No se puede hablar de niños y literatura y olvidar Leer con niños de Santiago Alba Rico, publicado en 2007 en el sello Caballo de Troya y reeditado ahora por Literatura Random House con honores de estreno. El libro de Alba Rico, que además de escritor y filósofo trabajó como guionista en el programa La bola de cristal, donde creó el personaje de Amperio Felón, el malvado capitalista comeniños, no es un libro para hijos, ni para padres, sino para todo el mundo que quiera aprender a mirar la literatura de otro modo, para conocerse mejor. Aquí se habla de otros libros: la Ilíada, Los viajes de Gulliver, Casa desolada, El gran Meaulnes, Otra vuelta de tuerca, La isla del tesoro, Matar a un ruiseñor..., pero también de autores como Herodóto o Cervantes cuyas obras son el pretexto para hablar de la vida, o más bien, de cómo afrontarla desde la infancia y con la ayuda de los libros.

Leer con niños no es una guía de lectura como las que normalmente están acostumbrados a ver en las librerías con títulos tan rimbombantes como anodinos, pero sí aborda ciertas obras de la literatura universal para responder a dos preguntas primordiales: "¿Para qué sirven los libros?" y "¿para qué sirven los niños?" Se trata, pues, de un libro audaz donde el autor se explaya con una pasión, una inventiva a prueba de bomba nuclear, que resulta idiota intentar definirla. Lo mejor es prestarle oídos. "La naturaleza ha creado las orejas abiertas", escribió Rabelais, "sin puerta ni cerradura alguna, como los ojos, lengua y demás órganos del cuerpo, para que durante todos los días y todas las noches podamos oír y aprender, para el cual es el sentido más apto y organizado".

En Leer con niños, Alba Rico mezcla la autobiografía (cuando sus hijos Juan y Lucía eran unos bebés les leyó la Divina comedia en voz alta para que dejasen de llorar) con el ensayo y la narrativa para denunciar una realidad en la cual las minorías son los verdaderos lectores: "Mientras se mantiene el analfabetismo real en los países pobres, aumenta el analfabetismo funcional en los países ricos. Mientras se multiplican los medios tecnológicos de registros y archivo de la humanidad, flaquea y agoniza la memoria individual de los humanos. Mientras se multiplican la palabras -tiene razón García Márquez- en todos los formatos, se extinguen las frases largas. [...] En estas condiciones, los libros no hace falta ni quemarlos: se descatalogan solos a medida que salen de la imprenta. En estas condiciones, los libros -pobrecitos- no pueden defenderse a sí mismos. En la mitad pobre del mundo son inalcanzables; en la mitad rica se distinguen ya mal de una chocolatina o un electrodoméstico".

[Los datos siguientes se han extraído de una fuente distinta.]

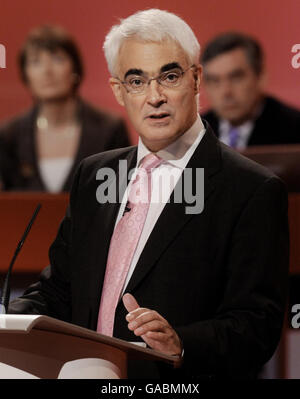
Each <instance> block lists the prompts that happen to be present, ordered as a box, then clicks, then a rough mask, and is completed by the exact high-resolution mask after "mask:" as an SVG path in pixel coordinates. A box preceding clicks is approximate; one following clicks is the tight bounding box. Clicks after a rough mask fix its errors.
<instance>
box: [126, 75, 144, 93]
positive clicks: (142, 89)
mask: <svg viewBox="0 0 300 399" xmlns="http://www.w3.org/2000/svg"><path fill="white" fill-rule="evenodd" d="M125 84H126V86H127V88H128V90H129V91H131V92H133V93H141V92H143V91H144V90H145V87H146V85H147V82H146V80H145V79H144V78H143V77H141V76H129V77H128V78H127V79H126V80H125Z"/></svg>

Al cerrar Leer con niños, esa sensación gratificante e inconfundible ante la obra bien concebida y mejor rematada (los libros existen "para descubrirnos que en el mundo hay a veces primaveras y hay casi siempre guerras") enciende ya en nosotros la esperanza que acompaña a todo feliz nacimiento: en este caso el de un escritor y ensayista, de quien cabe esperar en un futuro sorpresas aún mejores con las que estrechar lazos entre padres e hijos y libros.